Não fazia ideia que o dilema entre comer ou não comer meia-dúzia de migalhas de pão poderia ser tão dilacerante, nem estava à espera de encontrar uma exposição tão transparente sobre um acto solitário (ainda bem...) de onanismo... Isto, meus amigos, não é a BD autobiográfica comum que aborrece e desanima: é na minha opinião, pura “BD Gonzo”, híbrida entre o egocentrismo de Hunter S. Thompson e a semi-psicopatia de Larry David.

Felizmente, é, também, um documento importante para se compreender o modo como a BD alternativa portuguesa deve bastante ao trabalho de Farrajota, tanto no que diz respeito à sua divulgação, como à inspiração. Eu bem sei que o Marcos gosta de apresentar as bandas desenhadas dele como peças brutas, mas no que diz respeito ao saber-fazer, elas pouco têm de “bruto”: estão muitíssimo bem elaboradas. Ele sabe, mesmo, contar uma história e isso é que faz uma boa BD.

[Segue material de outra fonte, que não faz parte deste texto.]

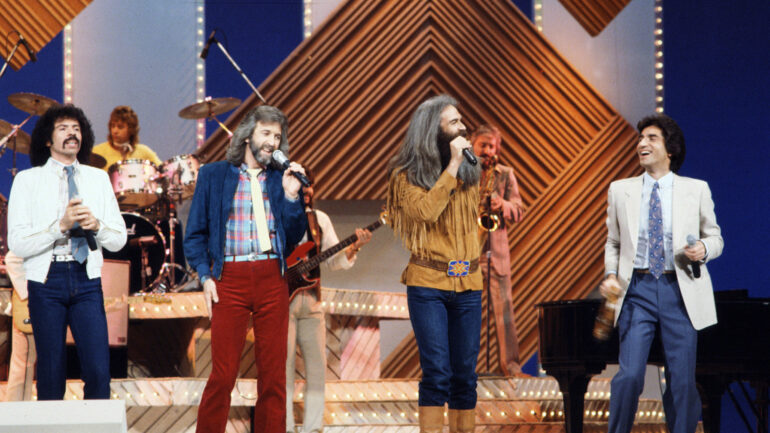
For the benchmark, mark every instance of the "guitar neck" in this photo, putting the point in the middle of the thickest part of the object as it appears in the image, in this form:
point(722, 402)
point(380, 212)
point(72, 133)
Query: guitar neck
point(314, 261)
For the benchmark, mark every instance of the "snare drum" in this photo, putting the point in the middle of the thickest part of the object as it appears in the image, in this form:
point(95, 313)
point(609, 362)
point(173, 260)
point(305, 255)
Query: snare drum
point(142, 235)
point(135, 183)
point(181, 173)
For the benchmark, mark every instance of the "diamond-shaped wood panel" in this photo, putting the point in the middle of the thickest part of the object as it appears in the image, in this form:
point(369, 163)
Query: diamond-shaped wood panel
point(350, 89)
point(37, 20)
point(594, 15)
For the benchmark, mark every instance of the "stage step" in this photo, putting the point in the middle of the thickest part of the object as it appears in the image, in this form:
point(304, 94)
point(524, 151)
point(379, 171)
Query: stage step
point(505, 404)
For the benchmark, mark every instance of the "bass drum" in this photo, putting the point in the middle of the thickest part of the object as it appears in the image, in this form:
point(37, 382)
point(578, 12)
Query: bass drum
point(142, 236)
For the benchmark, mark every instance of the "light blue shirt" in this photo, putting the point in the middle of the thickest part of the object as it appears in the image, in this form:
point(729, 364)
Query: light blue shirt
point(666, 193)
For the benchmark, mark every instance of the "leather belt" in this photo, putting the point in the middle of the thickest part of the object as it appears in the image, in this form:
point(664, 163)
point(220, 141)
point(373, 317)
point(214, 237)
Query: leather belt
point(453, 268)
point(647, 271)
point(251, 257)
point(62, 258)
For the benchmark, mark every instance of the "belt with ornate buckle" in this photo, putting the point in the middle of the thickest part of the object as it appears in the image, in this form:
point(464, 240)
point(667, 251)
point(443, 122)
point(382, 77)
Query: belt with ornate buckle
point(453, 268)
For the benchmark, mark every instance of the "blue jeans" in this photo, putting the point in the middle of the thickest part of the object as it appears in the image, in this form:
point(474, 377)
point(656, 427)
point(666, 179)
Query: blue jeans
point(447, 326)
point(68, 297)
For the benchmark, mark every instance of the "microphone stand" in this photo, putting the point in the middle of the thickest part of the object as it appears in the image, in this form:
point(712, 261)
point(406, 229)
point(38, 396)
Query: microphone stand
point(487, 247)
point(10, 56)
point(240, 71)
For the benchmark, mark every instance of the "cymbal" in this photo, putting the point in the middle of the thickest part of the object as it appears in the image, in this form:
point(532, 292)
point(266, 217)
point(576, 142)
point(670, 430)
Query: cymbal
point(96, 160)
point(31, 103)
point(209, 107)
point(22, 138)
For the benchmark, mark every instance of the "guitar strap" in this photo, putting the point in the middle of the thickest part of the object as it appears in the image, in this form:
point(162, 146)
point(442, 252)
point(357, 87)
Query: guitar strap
point(314, 234)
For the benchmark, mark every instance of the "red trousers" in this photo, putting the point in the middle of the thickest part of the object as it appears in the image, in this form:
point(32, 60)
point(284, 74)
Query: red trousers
point(248, 289)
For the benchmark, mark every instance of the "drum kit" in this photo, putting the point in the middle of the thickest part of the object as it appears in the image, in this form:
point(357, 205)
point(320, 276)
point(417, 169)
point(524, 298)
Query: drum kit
point(148, 197)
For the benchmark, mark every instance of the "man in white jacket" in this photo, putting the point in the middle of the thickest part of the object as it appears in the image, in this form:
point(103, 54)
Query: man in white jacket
point(60, 214)
point(661, 231)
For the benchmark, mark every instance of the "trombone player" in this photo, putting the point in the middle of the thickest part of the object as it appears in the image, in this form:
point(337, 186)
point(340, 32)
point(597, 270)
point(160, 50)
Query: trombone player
point(500, 206)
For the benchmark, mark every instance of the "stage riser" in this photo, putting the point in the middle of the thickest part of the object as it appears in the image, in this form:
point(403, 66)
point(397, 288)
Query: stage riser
point(505, 404)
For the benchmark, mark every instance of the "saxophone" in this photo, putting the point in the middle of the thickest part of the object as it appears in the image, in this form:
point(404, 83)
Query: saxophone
point(488, 221)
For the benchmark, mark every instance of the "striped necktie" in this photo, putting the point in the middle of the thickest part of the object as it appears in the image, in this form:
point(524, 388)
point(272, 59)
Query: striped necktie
point(258, 207)
point(655, 234)
point(78, 243)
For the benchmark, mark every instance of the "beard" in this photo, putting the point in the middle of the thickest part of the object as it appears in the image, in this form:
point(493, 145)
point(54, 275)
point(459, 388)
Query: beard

Bem-vindos ao mundo da personagem Marcos Farrajota. Vale bem a pena conhecê-la.

Apresentação de "Lisboa Triunfante"

A apresentação do meu novo romance, Lisboa Triunfante (Edições Saída de Emergência), correu muitíssimo bem: agradeço a António de Macedo pela excelente introdução que realizou e a Rogério Ribeiro e Safaa Dib pelo acolhimento que nos deram no Fórum Fantástico 2008.



O livro chegará às livrarias em Novembro.

Guia de Leitura

O companion de Lisboa Triunfante já se encontra disponível para download gratuito no site das edições Saída de Emergência.
Consiste num guia que apresenta os temas do livro, sem revelar conteúdos que possam prejudicar a leitura.
O romance chegará às livrarias no início de Novembro, mas, até lá, podem conhecer algumas das personagens.



Bang! #5


Onomatopeia: s.f., formação de uma palavra cujo som tenta imitar ou reproduzir o que significa.

O número cinco da revista BANG!, dedicada à divulgação da literatura fantástica portuguesa e estrangeira, já se encontra disponível para download gratuito no site das edições Saída de Emergência. Com mais de 180 páginas de contos, ensaios, críticas e artigos diversos, é um número a não perder.

Um dos conteúdos inéditos que esta edição apresenta é um extenso discorrer que versa sobre as diferenças de classificação entre livros que se consideram ser parte da chamada literatura de género e outros que são observados como representantes de um conceito de alta literatura: intitula-se Literatura Erudita vs Literatura Popular e é escrito por António de Macedo, João Seixas e eu.